Our Artist of the Week is Toni Silber-Delerive who has been doing art virtually all of her life. Born in Philadelphia, she received her B.F.A. in Painting from the Philadelphia College of Art and studied at the School of Visual Arts. A Manhattan-based artist and graphic designer, Toni’s work is featured in private and corporate collections and has been in many exhibitions.

After viewing some of Toni’s art, I was eager to learn more about her creative process. As an avid traveler, I have a habit of climbing whatever church, tower or building necessary to get an aerial view of the city. It’s one of my favorite things to do when traveling because I feel it gives an interesting perspective on each individual city. Toni’s aerial view landscapes appeal to me for this reason. I appreciate her use of geometric design and elements of urban life incorporated into many of her paintings.

MM: How/when did you begin painting?

TS: I always knew that I wanted to be an artist. Art is a passion I was lucky enough to be born with. In high school, Art was my major and then I attended Philadelphia College of Art were I majored in painting. When I had to make a career choice, I opted for graphic design, eventually forming my own marketing communications firm, ToniDesign.

MM: Can you sort of take me through your creative process a little?

The thread running through my aerialscapes is our variegated planet seen from the air. Whether on board a helicopter or standing at the top of a building, I’m always searching for images that reflect the world around me and have the potential to tell a story about their location or their relationship between man-made and natural, agrarian and industrial, labor and leisure. Some of the locations are specific like the government building in Dusseldorf, Germany or convey the feeling of an urban community, like Manhattan rooftops. While much of my inspiration comes from specific locations, many are not well known but rather I want to leave room for the viewer’s imagination, thus allowing the painting to speak to each individual in a different way.

MM: Have you been to each city/location that you depict in your paintings?

TS: Many of the locations that I depict are the fruit of actual visits, like Sao Paulo, Brazil; Quebec City; Stare Mesto, Prague; Jamaica; Salzburg, Austria; Lyon, France; Quebec City, Chiloe Island, Chile and most of the US locations. Because of the bird’s eye view I depict however, other visual sources help me to capture the location.

MM: Can you explain your use of color and geometry and what it brings to your paintings?
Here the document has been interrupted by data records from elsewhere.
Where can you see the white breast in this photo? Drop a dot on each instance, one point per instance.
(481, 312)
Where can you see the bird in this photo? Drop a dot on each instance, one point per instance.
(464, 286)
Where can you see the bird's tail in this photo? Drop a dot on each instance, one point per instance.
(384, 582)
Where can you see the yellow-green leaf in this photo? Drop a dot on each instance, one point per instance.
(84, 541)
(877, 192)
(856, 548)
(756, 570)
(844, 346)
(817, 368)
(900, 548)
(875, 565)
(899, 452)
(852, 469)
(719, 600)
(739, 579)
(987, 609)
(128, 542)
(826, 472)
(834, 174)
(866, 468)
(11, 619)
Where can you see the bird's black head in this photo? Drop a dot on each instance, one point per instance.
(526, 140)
By flattening the picture plane the aerial perspective reduces the details to a strong graphic image. It combines elements of abstraction and representation, pattern and grid, surface and illusion, as well as observation, imagination, and memory, ingredients I’m always looking for. The subject is often and appropriately a place devoid of people viewed from on high. “Carnival” and “Dusseldorf” are both characterized by circularity and the energy that comes from this like the movement of gear cogs. The fact that “Carnival” is festive and “Dusseldorf” sober and purposeful speaks to the essential unity of my vision expressed in the widest range of subjects.

MM: How has your background in graphic design contributed to your craft?

TS: In my career as a designer I have to solve the client’s problem. As an artist I create my own vision, seeing the world from a different perspective. By flattening the picture plane I reduce the details to strong graphic images. It is this interplay of shapes, color, pattern and grid, which communicates the message in my painting as it does in my graphic design solutions. Which you can see in my official gallery.

MM: What advice would you give to up-and-coming artists?

TS: Creating art is one thing but if you want to exhibit and sell your work there are no set rules or guidelines available, publications by career coaches and publishers like ArtNetwork might help. There are also many websites that offer listings of opportunities for artists to exhibit work. Having gallery representation is of course best, but this is the hard part.